Metamath Proof Explorer

Theorem rediv23d

Description: A "commutative"/associative law for division. (Contributed by SN, 9-Apr-2026)

Ref Expression
Hypotheses rediv23d.a 
|- ( ph -> A e. RR )
rediv23d.b 
|- ( ph -> B e. RR )
rediv23d.c 
|- ( ph -> C e. RR )
rediv23d.z 
|- ( ph -> C =/= 0 )
Assertion rediv23d 
|- ( ph -> ( ( A x. B ) /R C ) = ( ( A /R C ) x. B ) )

Proof

Step Hyp Ref Expression
1 rediv23d.a 
 |-  ( ph -> A e. RR )
2 rediv23d.b 
 |-  ( ph -> B e. RR )
3 rediv23d.c 
 |-  ( ph -> C e. RR )
4 rediv23d.z 
 |-  ( ph -> C =/= 0 )
5 3 4 sn-rereccld 
 |-  ( ph -> ( 1 /R C ) e. RR )
6 5 recnd 
 |-  ( ph -> ( 1 /R C ) e. CC )
7 1 recnd 
 |-  ( ph -> A e. CC )
8 2 recnd 
 |-  ( ph -> B e. CC )
9 6 7 8 mulassd 
 |-  ( ph -> ( ( ( 1 /R C ) x. A ) x. B ) = ( ( 1 /R C ) x. ( A x. B ) ) )
10 1 3 4 redivrec2d 
 |-  ( ph -> ( A /R C ) = ( ( 1 /R C ) x.
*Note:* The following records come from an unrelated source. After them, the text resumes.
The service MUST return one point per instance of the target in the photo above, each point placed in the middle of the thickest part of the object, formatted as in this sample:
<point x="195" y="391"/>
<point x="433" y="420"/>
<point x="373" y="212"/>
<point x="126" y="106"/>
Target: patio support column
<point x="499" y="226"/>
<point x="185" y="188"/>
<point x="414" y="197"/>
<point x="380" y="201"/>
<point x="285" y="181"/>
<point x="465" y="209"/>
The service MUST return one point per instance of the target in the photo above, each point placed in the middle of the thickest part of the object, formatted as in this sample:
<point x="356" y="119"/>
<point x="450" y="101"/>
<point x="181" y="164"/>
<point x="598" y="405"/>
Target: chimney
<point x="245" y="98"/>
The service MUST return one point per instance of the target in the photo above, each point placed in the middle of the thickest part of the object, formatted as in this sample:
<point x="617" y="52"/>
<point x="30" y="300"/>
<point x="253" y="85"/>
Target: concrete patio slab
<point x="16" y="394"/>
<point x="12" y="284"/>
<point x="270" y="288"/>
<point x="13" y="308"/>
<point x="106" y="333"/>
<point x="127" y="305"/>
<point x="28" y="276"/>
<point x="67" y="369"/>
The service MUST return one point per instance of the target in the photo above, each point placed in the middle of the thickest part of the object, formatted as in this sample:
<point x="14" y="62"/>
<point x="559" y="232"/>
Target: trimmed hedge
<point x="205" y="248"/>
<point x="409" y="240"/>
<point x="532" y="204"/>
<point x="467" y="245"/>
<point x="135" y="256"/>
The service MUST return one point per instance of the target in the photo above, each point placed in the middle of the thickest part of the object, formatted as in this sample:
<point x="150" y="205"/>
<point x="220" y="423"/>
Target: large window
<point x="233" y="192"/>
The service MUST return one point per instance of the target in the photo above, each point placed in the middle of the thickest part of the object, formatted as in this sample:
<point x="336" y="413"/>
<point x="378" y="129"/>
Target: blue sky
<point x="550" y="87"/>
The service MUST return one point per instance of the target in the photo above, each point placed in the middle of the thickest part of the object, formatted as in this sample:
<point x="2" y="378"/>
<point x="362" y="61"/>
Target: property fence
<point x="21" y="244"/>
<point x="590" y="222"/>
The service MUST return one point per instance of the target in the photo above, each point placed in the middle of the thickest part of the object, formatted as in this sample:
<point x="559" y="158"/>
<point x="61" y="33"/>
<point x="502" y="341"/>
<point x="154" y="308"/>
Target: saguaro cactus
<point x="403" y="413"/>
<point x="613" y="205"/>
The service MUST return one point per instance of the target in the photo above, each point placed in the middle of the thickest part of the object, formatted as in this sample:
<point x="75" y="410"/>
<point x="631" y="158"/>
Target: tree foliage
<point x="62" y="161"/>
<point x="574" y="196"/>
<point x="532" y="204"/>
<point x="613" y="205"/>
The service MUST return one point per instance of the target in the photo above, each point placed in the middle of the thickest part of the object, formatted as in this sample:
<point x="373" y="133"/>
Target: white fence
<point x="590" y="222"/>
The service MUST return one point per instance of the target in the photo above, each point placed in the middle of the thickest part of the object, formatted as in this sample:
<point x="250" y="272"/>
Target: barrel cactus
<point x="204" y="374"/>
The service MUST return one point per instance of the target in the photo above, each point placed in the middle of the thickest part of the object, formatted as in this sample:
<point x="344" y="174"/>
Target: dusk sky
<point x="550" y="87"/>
A ) )
11 10 oveq1d 
 |-  ( ph -> ( ( A /R C ) x. B ) = ( ( ( 1 /R C ) x. A ) x. B ) )
12 1 2 remulcld 
 |-  ( ph -> ( A x. B ) e. RR )
13 12 3 4 redivrec2d 
 |-  ( ph -> ( ( A x. B ) /R C ) = ( ( 1 /R C ) x. ( A x. B ) ) )
14 9 11 13 3eqtr4rd 
 |-  ( ph -> ( ( A x. B ) /R C ) = ( ( A /R C ) x. B ) )